VAST Catalog Overview

VAST Catalog is a database that indexes metadata attributes of all data on the cluster, enabling high performance querying of files, objects and directories based on classification of data according to attributes used by multiple access protocols. Querying is available to storage administrators through the VAST Web UI as well as through the VMS API where you can run queries. Querying is available to all users (including end users on the cluster's client network) through the VAST Catalog CLI or connected third party query engines.

In clusters with multiple tenants, queries are restricted to data for the tenant of the user making the query.

VAST Catalog indexes the metadata attributes of the cluster's data from periodic snapshots of the cluster's data. The database is stored on a dedicated S3 bucket on the cluster.

Usage Examples

VAST Catalog can be used to:

Find files, such as:
- Finding all files older than 90 days larger than 10GB that reside in the /projects directory.
- Finding all files created since last week by a specific user.
- Finding all S3 objects with the tag processed where the value of the tag is false.
Report capacity and usage, such as:
- Ranking users consuming the most capacity in specific folder/projects
- Ranking capacity usage by file extension

Tools for Querying the VAST Catalog

The following tools are available for querying VAST Catalog:

The VAST Catalog page in the VAST Web UI. This page provides a graphic user interface for easy building and execution of queries against VAST Catalog. The tool returns results in seconds and displays them in a customizable table of columns. You can choose to display any selection of VAST Catalog's indexed columns for the query results. You can also export the results to CSV format for further processing.
The VAST Catalog Command Line Interface (CLI). This interface brings the same fast and powerful query capabilities to clients on the enterprise network. It also runs in a standard Unix shell and therefore you can pipeline it with other Unix toolsets. VAST Database CLI Quick Start Guide
You can expose the VAST Catalog to the Trino and Spark open source query engines, using a storage connector that can be downloaded from here.
The VAST Database SDK. This SDK is a Python-based API designed for interacting with the VAST Database and the VAST Catalog. You can use It for operations such as schema and table management, data querying, and transaction handling. It includes libraries for HTTP requests, pyarrow for handling Apache Arrow data formats, and flatbuffers for efficient serialization of data structures.

Optimizing VAST Catalog Queries

You can optimize queries of the VAST Catalog using search_path. This is a virtual column that specifies a subtree of the Catalog within which the query will be restricted.

For example, the query

SELECT … WHERE search_path='/some/path/'

queries the Catalog, but restricts it to the subtree /some/path.
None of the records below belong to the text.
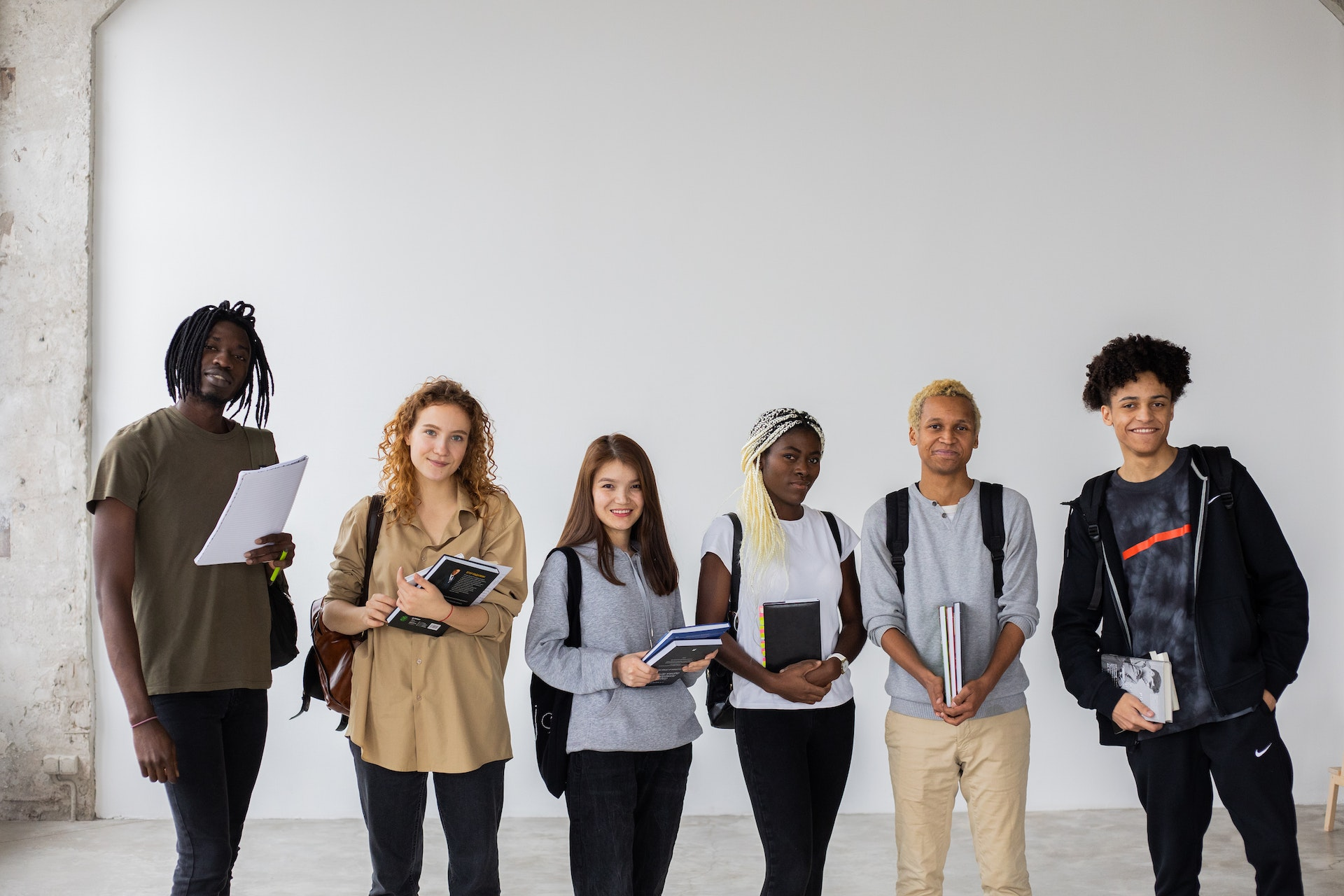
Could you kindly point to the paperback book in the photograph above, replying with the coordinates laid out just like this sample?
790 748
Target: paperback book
1149 679
463 582
682 647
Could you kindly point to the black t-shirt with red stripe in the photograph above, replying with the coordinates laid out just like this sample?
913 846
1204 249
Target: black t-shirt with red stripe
1155 531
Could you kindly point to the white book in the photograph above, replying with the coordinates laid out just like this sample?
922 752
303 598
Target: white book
260 505
1147 679
946 656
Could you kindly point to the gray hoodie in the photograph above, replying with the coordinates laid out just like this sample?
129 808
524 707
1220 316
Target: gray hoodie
616 620
945 564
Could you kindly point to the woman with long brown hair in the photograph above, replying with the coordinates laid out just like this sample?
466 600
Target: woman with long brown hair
629 741
430 704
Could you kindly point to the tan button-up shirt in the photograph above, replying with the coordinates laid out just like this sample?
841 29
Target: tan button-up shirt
421 703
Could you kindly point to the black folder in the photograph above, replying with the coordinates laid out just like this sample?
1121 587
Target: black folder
792 631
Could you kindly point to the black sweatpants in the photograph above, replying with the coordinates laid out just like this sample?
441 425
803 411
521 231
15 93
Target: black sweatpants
796 763
1250 764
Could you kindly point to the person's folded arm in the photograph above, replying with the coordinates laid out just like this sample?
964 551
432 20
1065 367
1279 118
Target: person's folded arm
503 545
1075 628
1278 589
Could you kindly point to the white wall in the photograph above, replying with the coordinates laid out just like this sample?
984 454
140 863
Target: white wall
667 218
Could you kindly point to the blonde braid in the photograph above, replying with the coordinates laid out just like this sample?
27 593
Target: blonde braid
764 540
The issuer of the query must have permission to read the subtree (from an Identity Policy).

VAST Catalog Schema

VAST Catalog indexes the following attributes as columns:

Attribute/Column	Type	Description
`creation_time`	timestamp	The date and time of element creation
`uid`	integer	Owner's POSIX UID
`owner_sid`	varchar	Owner's SMB SID
`owner_name`	varchar	Owner's user name
`gid`	integer	Owner group's POSIX GID
`group_owner_sid`	integer	Owner group's SMB SID
`group_owner_name`	varchar	Owner group's name
`atime`	timestamp	Time of last file access
`mtime`	timestamp	Time of last modification
`ctime`	timestamp	Time of last file system metadata change
`nlinks`	integer	Number of associated hard links
`element_type`	varchar	Type of element, such as FILE (file), DIR (directory)
`size`	integer	The size of the element
`used`	integer	Number of bytes used on disk
`name`	varchar	Element name
`extension`	varchar	File extension
`parent_path`	varchar	Parent path of file
`symlink_path`	varchar	The path of the link, if the element is a symbolic link
`major_device`	integer	Major device number
`minor_device`	integer	Minor device number
`nfs_mode_bits`	integer	POSIX permissions mode bits
`name_aces_exist`	boolean	Indicates whether or not extended ACEs (NTFS/NFS4/POSIX) exist on this element
`s3_locks_legal_hold`	boolean	Indicates whether there is an S3 object locking legal hold on this object
`user_tags_count`	integer	The number of S3 tags an element has
`user_tags`	map()	S3 tags associated with the element
`user_metadata`	map()	S3 metadata items on object (x-amz-meta)
`login_name`	varchar	The login name of the element owner

It is also possible to add user-defined S3 tags and S3 metadata as additional columns.